The other question is what your ds_map contains. If for each cell you have lots of changing information that needs to be constantly updated on the surfaces so that the shader works correctly, there is likely going to be too much transfer going on. If however you can re-model the problem such that you can keep the data on the GPU and only modified through shaders (using multiple-render-targets), then it is possible. It's only that GPU-CPU transfer bottleneck which you need to be careful of. It is definitely possible, though it may be hard without experience, as you may end up just creating something that is slower.

So yeah, to begin with, just implement it on the CPU, see how it performs and go from there. Options like YYC or a DLL may be more appropriate if you are targeting windows.


@MishMash Thank you. I've done some tests on slower, less beefy computers and have decided that the cpu approach isn't a huge problem. That said, I'd like to attempt the gpu approach for the sake of science.
Does anybody have any tutorials, or articles that I could use to get started. As I have stated before, I don't use shaders much and am a novice when writing them. The most I have ever done on my own was simple pixel shaders that were drawn over the whole of a surface. Thanks again for your help.

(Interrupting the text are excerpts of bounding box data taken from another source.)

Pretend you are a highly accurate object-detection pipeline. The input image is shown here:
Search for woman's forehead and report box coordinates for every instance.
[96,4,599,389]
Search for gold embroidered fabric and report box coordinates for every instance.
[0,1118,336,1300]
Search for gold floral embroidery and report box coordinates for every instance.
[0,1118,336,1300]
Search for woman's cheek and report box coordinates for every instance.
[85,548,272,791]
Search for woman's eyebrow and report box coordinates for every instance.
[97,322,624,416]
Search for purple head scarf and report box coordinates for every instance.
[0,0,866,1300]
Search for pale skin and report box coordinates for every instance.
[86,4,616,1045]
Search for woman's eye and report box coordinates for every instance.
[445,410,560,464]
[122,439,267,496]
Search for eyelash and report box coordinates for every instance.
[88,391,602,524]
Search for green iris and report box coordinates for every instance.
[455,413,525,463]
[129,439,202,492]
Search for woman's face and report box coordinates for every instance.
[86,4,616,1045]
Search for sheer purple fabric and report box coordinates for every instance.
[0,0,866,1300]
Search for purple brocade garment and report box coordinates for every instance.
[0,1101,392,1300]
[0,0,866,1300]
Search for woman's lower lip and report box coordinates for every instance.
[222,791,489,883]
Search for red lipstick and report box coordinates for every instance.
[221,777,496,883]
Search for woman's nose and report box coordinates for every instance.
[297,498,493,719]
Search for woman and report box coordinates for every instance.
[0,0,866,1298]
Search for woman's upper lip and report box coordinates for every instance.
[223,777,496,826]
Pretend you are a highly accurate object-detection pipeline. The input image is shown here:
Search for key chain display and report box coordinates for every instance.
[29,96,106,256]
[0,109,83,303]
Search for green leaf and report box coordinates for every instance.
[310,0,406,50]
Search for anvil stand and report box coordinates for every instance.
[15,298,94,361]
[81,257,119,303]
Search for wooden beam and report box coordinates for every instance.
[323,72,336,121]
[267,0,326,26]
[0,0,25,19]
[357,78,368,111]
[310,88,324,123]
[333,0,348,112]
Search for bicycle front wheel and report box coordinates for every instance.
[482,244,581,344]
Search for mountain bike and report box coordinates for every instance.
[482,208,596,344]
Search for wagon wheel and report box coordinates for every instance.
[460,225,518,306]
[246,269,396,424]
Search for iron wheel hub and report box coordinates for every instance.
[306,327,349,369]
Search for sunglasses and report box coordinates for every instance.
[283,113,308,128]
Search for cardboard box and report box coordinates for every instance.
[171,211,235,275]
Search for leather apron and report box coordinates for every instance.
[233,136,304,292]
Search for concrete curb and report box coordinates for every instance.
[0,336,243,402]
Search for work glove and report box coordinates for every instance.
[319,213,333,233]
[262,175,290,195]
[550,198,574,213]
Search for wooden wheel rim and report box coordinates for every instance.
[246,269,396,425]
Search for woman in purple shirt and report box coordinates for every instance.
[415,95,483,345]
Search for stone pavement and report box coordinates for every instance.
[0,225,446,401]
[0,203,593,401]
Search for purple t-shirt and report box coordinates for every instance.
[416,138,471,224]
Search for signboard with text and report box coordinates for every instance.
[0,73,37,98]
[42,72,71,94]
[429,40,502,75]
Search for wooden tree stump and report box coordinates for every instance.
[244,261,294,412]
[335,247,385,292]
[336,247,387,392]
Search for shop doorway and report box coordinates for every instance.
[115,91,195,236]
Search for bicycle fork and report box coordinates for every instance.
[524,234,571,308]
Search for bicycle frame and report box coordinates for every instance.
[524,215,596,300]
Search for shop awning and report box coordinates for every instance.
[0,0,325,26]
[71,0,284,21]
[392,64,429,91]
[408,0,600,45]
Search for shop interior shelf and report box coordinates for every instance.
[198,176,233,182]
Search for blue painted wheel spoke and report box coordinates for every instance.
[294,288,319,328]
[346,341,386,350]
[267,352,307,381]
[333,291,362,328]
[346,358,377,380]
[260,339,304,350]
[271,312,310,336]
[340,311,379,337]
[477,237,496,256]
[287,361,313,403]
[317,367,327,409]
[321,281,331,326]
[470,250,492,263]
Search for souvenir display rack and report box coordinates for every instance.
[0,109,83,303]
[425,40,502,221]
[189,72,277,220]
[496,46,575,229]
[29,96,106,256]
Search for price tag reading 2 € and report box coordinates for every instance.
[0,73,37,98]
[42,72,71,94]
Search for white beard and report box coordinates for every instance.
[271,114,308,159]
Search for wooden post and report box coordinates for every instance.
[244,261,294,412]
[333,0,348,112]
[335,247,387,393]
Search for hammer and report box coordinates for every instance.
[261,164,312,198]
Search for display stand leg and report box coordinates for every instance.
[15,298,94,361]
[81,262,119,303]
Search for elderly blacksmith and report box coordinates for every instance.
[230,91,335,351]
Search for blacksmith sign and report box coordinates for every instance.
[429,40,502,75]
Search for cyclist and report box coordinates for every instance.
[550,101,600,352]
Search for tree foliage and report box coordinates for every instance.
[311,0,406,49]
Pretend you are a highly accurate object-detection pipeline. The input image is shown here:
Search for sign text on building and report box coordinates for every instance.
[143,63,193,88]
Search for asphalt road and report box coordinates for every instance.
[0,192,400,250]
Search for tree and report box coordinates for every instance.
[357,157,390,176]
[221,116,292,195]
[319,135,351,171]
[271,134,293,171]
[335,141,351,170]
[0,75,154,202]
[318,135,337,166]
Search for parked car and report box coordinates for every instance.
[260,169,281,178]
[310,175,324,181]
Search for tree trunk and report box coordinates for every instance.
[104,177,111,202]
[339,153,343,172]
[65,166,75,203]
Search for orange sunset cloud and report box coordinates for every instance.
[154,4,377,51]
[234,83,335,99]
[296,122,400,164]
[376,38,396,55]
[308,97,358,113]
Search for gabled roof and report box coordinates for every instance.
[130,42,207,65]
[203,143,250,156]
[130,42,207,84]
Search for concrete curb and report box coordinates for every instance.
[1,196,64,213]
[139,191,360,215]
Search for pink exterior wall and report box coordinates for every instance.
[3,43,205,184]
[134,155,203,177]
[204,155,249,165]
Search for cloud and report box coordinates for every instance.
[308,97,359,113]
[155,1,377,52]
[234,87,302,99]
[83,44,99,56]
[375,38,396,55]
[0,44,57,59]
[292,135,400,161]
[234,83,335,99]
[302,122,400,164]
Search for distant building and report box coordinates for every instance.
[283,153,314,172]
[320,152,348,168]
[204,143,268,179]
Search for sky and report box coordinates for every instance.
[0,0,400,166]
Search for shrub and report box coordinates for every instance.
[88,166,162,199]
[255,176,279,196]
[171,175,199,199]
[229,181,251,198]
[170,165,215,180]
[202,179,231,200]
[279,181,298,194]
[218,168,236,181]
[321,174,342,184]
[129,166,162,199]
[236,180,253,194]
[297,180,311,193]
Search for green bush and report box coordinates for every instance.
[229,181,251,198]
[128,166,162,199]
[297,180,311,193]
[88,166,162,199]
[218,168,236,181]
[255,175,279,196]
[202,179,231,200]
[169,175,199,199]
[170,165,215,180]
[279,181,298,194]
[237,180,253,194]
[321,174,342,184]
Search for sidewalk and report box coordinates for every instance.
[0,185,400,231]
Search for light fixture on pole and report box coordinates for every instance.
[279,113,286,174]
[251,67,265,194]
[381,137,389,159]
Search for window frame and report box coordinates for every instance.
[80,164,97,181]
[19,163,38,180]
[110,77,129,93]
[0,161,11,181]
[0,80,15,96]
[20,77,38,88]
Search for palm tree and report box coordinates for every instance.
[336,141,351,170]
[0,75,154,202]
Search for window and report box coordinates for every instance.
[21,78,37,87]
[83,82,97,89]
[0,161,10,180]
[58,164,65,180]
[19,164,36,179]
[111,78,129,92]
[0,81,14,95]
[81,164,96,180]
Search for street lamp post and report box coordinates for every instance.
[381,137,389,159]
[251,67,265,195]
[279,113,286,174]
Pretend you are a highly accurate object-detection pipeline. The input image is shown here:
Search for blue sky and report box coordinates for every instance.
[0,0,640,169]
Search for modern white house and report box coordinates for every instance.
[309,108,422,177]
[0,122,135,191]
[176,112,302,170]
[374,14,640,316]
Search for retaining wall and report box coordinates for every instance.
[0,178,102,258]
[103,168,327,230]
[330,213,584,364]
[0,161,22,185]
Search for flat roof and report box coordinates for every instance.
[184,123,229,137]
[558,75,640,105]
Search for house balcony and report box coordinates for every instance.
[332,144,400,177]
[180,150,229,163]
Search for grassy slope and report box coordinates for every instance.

Bare in mind that slower machines very often have only integrated low-end graphics... and also it's popular in non gaming laptops and notebooks that there is no dedicated GPU, but still the CPU is mid/hi end...
So I would say that leaving your calculations in CPU scope is a best solution...
Additionally the graphics pipeline is very tight in gms... and mostly the draw event needs huge optimization...

With surface drawing swapping etc... it could end up that you'll have more problems with graphic performance than cpu on most of of the low end machines.

There are some things you can do if you see that your engine needs optimisation...
I.e. I doubt that your calculation needs to be done 30-60 times per second? 1Hz refresh rate is fairly enough... Than you can divide the execution on your loop into couple of frames...
You can implement also the delta time into calculation so any fps drop-down won't effect the speed of your simulation...


@Smiechu yes, thank you. At this point I have decided to keep the process in the CPU for the purposes of my game. I want to do the GPU method as an experiment, see how it compares.